Five things to get Tivo back on top.
These are all good points. Tivo is a slow-moving company…slow to add features, slow to follow-through on customer suggestions, slow to innovate.
“Just being slightly better than the cable company’s garbage won’t cut it for much longer — again, the Media Center PC kicks your ass right now, and the high-end customer on which you’re currently relying is going to figure that out soon.”
It took Microsoft two years to add Xvid and DivX support to the Xbox 360. That seems like an eternity, but Tivo’s been on the scene for ten years and still hasn’t added this – or even considered it enough of a priority to mention that it’s being worked on.

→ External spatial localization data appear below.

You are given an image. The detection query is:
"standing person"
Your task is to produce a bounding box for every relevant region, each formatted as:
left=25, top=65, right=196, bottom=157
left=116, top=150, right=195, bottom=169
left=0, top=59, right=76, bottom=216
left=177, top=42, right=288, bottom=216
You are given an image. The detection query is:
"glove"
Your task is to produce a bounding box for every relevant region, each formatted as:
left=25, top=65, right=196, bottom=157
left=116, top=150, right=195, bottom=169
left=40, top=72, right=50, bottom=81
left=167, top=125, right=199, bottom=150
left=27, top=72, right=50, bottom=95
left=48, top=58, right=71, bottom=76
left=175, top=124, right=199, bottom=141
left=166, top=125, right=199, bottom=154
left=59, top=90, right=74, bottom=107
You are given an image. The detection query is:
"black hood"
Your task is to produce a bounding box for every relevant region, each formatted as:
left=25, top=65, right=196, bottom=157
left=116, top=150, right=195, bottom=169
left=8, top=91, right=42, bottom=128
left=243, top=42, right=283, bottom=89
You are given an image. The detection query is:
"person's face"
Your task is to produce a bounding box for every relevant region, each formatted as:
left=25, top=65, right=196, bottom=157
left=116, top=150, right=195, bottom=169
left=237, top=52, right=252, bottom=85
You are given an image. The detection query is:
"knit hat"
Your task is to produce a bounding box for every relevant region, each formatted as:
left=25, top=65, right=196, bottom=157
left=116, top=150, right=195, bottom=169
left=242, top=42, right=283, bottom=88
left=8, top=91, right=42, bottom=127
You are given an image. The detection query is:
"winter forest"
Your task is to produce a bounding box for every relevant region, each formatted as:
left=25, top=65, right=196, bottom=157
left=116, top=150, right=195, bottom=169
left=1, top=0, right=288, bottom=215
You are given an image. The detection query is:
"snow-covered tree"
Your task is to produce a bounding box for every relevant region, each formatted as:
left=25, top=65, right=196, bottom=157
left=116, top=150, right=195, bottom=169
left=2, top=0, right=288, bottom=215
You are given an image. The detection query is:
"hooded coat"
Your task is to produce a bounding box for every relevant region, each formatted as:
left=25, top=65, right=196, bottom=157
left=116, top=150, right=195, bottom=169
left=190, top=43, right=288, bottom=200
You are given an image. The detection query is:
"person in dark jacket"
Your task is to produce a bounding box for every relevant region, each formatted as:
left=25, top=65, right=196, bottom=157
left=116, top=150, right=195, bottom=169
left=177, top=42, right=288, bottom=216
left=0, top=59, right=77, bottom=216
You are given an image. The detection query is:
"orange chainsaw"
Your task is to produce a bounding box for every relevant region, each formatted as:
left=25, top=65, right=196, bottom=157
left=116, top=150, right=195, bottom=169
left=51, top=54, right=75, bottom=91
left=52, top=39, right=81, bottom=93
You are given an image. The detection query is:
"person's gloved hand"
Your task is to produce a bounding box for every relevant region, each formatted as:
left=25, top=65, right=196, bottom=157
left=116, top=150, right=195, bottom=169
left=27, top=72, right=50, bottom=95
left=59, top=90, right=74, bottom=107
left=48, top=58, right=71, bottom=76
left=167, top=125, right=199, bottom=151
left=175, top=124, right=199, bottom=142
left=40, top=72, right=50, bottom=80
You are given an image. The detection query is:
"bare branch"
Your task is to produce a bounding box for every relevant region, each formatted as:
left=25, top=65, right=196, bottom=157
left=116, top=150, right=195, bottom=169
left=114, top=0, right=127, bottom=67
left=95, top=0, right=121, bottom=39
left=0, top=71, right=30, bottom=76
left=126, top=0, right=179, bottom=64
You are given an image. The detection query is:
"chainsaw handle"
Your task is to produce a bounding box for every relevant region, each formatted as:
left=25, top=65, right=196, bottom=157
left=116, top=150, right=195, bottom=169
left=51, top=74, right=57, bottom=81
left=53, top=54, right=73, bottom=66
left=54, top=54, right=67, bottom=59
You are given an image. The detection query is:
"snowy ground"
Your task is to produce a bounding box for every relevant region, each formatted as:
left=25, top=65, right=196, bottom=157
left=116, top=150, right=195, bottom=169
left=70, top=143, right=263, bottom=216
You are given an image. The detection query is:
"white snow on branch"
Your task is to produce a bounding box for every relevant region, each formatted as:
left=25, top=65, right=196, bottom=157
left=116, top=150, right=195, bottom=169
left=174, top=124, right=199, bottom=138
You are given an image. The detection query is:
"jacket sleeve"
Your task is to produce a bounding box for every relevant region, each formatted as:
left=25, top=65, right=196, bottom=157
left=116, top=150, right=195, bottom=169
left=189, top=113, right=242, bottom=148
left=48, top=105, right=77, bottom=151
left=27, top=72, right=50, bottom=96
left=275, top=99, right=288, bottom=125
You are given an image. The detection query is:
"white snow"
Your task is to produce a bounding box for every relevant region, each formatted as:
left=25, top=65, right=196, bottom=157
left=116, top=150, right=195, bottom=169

When Microsoft does something better than you, you’re probably doing something wrong!
The list of five leaves out one pretty glaring omission in Tivo’s strategy – they’re really only set up to handle cable and antenna customers.
Want to use Tivo in HD with your satellite service? Unless they can work out a deal with your satellite provider to manufacture integrated hardware, forget it. And even if they do, expect to be months behind your cable-subscribing friends in receiving software updates.
Want to use Tivo in HD with something even more proprietary like FIOS or UVerse? Good luck with that, buddy!
10% of pay TV customers get their service from the phone company, 30% get it from satellite, and the remaining 60% get it from the cable company (source), so I guess Tivo’s targeting the right people. But to just ignore 40% of the market…that doesn’t seem like the greatest plan either.